In case the entity under question has a variety of other activities, the appliance of the guarantees takes place only for the activities discussed in the Law № 8.
The following guarantees and incentives are discussed in the Law № 8:
- Exemption from nationalization or expropriation
- Exemption from administrative attachment or asset freezing
- The right to purchase lands and buildings necessary to proceed with the operations of the business
- The right to import tools, vehicles and raw material required for operations
- The right to export the production
- Discharge from specific provisions of the Egyptian Company’s Law
- Exemption from stamp taxes
- Exemption for 5 years from the date of registration with the Commercial Registry from the payment of charges related to legalization and registration. Such fees apply for the loan and mortgages agreements concerning the business
- Land title registration is also under exemption from the said fees
- 5 per cent import customs are applied for the establishment of the company
GAFI is the authorized institution responsible for the regulations monitoring of the process of business establishment under the Investment Law.
According to the amendment to Law 8 of 1997 the newly incorporated companies have the right to transfer the capital in foreign currency from abroad with a condition that the sum is transferred in full.
Free Zone Investment
The above mentioned law also touches on the setting up of the structure for incorporation and management of general free zones in Egypt. They have been established as an addition to Cabinet decrees.
GAFI is the primary authority responsible for outlining the regulations and guidance for activities that take place in the free zones along with the business licensing procedures and regulations for land and buildings utilization. The Board of Directors holds the responsibility of managing the free zones with each free zone having a separate BOD. The Chairman of BOD issues the decrees for operation licensing.

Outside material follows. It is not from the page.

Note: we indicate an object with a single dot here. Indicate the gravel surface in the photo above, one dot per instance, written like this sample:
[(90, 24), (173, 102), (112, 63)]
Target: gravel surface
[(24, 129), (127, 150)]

The projects at the free zones are exempted from taxes with a payment of annual fees payable being retained. The fee includes 1 per cent of the worth of goods for storage added to 1 per cent of the added value of the existing goods. Transit products trading is exempted from the fees. Moreover, there are projects that are not related to the movement of products. The realized revenue from such projects is subject to a 1 per cent annual fees. Added to those are annual service fees of 0.5 per mille of the project capital cost in a range of $100 to $1,000.
Import and export laws do not apply for the project at the free zones along with all the technology, equipment and vehicles needed for the business operations.
There is a further possibility of GAFI setting up private free zones and supporting a transformation of an in-land project to a private free zone.